Faster Text Classification from Facebook, the Social Outfit
August 29, 2016
I read “Faster, Better Text Classification.” Facebook’s artificial intelligence team has made available some of its whizzy code. The software may be a bit of a challenge to the vendors of proprietary text classification software, but Facebook wants to help everyone. Think of the billion plus Facebook users who need to train an artificially intelligent system with one billion words in 10 minutes. You may want to try this on your Chromebook, gentle reader.
I learned:
Automatic text processing forms a key part of the day-to-day interaction with your computer; it’s a critical component of everything from web search and content ranking to spam filtering, and when it works well, it’s completely invisible to you. With the growing amount of online data, there is a need for more flexible tools to better understand the content of very large datasets, in order to provide more accurate classification results. To address this need, the Facebook AI Research (FAIR) lab is open-sourcing fastText, a library designed to help build scalable solutions for text representation and classification.
What does the Facebook text classification code deliver as open sourciness? I learned:
FastText combines some of the most successful concepts introduced by the natural language processing and machine learning communities in the last few decades. These include representing sentences with bag of words and bag of n-grams, as well as using subword information, and sharing information across classes through a hidden representation. We also employ a hierarchical softmax that takes advantage of the unbalanced distribution of the classes to speed up computation. These different concepts are being used for two different tasks: efficient text classification and learning word vector representations.
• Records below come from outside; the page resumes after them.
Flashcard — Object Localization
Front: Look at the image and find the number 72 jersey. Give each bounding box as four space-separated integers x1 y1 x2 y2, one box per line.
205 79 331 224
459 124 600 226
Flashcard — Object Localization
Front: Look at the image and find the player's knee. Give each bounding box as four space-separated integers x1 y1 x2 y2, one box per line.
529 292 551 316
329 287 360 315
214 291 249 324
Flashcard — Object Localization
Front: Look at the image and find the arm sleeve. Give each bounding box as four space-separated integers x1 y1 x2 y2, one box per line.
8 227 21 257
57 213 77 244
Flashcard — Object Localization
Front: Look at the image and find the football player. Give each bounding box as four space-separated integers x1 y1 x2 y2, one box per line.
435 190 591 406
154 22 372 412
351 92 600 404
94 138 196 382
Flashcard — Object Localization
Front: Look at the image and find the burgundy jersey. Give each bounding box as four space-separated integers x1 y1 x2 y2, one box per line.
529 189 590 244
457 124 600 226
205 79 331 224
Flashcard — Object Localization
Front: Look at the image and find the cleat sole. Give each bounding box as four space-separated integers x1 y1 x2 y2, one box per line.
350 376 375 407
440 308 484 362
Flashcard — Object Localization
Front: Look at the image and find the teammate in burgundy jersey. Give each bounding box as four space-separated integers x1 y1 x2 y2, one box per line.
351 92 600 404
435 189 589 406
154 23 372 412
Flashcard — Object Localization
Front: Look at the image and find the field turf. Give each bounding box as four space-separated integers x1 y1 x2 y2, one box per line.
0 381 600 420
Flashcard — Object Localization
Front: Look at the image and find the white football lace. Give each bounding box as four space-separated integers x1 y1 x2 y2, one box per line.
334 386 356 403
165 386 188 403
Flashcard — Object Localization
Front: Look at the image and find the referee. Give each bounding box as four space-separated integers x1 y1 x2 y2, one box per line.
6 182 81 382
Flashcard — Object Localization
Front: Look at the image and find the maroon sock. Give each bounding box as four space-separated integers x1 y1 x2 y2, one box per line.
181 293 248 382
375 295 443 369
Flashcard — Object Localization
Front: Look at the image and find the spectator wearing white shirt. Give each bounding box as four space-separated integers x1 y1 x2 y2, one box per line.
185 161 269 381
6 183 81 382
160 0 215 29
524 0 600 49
The write up details some of the benefits of the code; for example, its multilingual capabilities and its accuracy.
What will other do gooders like Amazon, Google, and Microsoft do to respond to Facebook’s generosity? My thought is that more text processing software will find its way to open source green pastures.
What will the for fee vendors peddling proprietary classification systems do? Here’s a short list of ideas I had:
- Pivot to become predictive analytics companies and seek new rounds of financing
- Pretend that open source options are available but not good enough for real world tasks
- Generate white papers and commission mid tier consulting firms to extol the virtues of their innovative, unique, high speed, smart software
- Look for another line of work in search engine optimization, direct sales for a tool and die company, or check out Facebook.
Stephen E Arnold, August 29, 2016